Lieutenant Commander Eric Hawkins left the SEALs a year later. He is now a pastor in Virginia Beach.
He preaches to sailors and soldiers and Marines. “I walked on water,” he tells them.
“I had a bullet in my leg. My men were dying. Twelve enemy boats were coming to kill us.
Then Jesus showed up. He did not send a helicopter. He did not send a rescue boat.
He came Himself. He walked on the water and made a bridge of light. He led us out.
That is the Jesus I serve.” Miguel Torres became a missionary. He travels to remote villages, telling the story of the bridge.
He holds up his left hand, all five fingers intact, and shows the crowd. “These fingers were shot off,” he says.
“They grew back when I stepped onto the water. Jesus grows back what the enemy cuts off.
He restores what war destroys.” David Chen, whose collapsed lung was healed, runs marathons now.
He runs to raise money for veteran hospitals. He runs to feel his lungs expand, over and over, a miracle with every breath.
“I was dying on a rock,” he says. “My lung was filling with blood. Then He touched me.
Now I run. I run because I can. I run because He made me whole.”
James Sullivan, the unconscious man who woke up on the island, became a painter. He paints only one thing: a bridge of light on dark water, with a figure in a white robe walking ahead.
He sells the paintings for exactly the cost of the canvas and paint. He does not profit from the miracle.

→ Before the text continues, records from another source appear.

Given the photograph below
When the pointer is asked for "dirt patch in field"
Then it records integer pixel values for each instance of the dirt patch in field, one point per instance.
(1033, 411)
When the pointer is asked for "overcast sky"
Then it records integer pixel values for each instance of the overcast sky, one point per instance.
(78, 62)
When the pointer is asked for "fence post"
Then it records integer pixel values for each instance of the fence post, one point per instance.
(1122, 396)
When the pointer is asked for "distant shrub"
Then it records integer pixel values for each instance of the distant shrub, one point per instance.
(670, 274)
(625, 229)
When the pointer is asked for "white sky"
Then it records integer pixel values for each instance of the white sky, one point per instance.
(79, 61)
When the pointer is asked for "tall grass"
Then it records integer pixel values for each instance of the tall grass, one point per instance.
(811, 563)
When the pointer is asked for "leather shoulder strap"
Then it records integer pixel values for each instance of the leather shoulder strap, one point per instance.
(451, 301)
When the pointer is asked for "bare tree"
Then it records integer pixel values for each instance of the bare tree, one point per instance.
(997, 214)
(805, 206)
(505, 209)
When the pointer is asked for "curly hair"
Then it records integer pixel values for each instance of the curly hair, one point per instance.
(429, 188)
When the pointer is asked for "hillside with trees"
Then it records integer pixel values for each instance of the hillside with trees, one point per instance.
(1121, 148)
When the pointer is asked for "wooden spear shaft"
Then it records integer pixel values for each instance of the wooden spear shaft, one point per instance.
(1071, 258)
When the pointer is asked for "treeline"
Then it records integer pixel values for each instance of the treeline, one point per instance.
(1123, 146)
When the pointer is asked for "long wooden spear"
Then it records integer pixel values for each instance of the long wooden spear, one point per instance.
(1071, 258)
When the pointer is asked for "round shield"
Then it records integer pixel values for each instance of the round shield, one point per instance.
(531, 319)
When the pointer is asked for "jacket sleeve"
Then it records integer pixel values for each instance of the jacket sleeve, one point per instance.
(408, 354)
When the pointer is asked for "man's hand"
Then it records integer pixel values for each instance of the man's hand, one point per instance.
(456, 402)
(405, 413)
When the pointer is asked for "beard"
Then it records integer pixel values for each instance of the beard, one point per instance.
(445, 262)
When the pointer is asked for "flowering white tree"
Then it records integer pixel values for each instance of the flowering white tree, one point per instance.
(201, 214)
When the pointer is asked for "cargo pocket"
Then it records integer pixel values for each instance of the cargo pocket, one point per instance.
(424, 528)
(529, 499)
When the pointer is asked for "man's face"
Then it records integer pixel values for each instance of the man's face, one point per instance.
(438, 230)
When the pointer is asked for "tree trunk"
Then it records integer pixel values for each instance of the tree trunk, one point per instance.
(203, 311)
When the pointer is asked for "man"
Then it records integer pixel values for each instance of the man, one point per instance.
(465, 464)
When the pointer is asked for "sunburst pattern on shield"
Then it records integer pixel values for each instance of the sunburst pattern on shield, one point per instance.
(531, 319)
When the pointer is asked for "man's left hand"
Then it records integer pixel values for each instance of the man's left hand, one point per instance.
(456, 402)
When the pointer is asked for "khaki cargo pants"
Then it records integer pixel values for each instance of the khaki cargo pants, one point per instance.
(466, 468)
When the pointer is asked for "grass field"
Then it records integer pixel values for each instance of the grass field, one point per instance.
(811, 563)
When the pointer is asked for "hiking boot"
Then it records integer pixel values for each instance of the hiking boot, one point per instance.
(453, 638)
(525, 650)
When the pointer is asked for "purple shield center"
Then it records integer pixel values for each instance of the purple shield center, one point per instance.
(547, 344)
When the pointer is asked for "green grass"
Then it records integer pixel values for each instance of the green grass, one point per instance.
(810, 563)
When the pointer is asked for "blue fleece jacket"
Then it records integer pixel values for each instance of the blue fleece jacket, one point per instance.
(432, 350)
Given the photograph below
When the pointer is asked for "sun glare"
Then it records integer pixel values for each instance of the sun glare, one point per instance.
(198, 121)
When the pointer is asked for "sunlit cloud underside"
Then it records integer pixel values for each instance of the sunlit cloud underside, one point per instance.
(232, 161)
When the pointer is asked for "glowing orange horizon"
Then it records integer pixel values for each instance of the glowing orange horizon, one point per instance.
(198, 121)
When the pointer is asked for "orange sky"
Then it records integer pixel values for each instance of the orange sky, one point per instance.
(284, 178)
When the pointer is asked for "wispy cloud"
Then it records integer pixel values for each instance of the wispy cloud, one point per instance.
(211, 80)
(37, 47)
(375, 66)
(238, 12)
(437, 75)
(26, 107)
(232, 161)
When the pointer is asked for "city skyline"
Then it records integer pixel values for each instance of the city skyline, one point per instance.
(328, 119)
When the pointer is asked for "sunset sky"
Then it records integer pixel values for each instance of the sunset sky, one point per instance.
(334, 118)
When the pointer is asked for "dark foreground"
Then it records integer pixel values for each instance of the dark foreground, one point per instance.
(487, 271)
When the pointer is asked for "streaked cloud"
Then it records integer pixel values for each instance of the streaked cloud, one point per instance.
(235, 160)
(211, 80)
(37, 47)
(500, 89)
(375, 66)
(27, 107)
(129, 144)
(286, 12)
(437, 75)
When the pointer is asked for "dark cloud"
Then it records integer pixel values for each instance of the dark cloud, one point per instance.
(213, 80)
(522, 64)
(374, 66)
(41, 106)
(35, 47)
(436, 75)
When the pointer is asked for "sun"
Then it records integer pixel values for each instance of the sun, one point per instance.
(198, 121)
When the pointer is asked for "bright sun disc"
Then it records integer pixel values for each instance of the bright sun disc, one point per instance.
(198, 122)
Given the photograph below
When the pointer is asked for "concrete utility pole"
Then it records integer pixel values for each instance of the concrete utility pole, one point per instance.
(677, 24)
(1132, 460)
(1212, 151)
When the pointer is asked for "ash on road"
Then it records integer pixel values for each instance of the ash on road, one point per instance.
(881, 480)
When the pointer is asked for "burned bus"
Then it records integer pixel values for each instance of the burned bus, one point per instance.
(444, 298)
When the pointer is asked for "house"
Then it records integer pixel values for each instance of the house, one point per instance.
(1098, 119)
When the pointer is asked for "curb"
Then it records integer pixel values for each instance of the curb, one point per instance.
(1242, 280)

“The miracle is free,” he says. “The paintings should be cheap.” So if you are stranded on a tiny island today, if the enemy is closing in, if you are wounded and bleeding and out of options, look at the water.
Look for the light. Look for the figure walking toward you on the waves. His robe is torn.
His feet are bare. His hands are open. And He is saying the same thing He said to four dying SEALs.
“Come. I have made a way. Walk on the water. I will guide you. I will heal you.
I will lead you to safety. You are not stranded. You are never stranded. I am here.”
He still walks on water. He still makes bridges of light. He still performs miracles today, right now, in this moment, for you.
Step onto the water. He is holding it steady.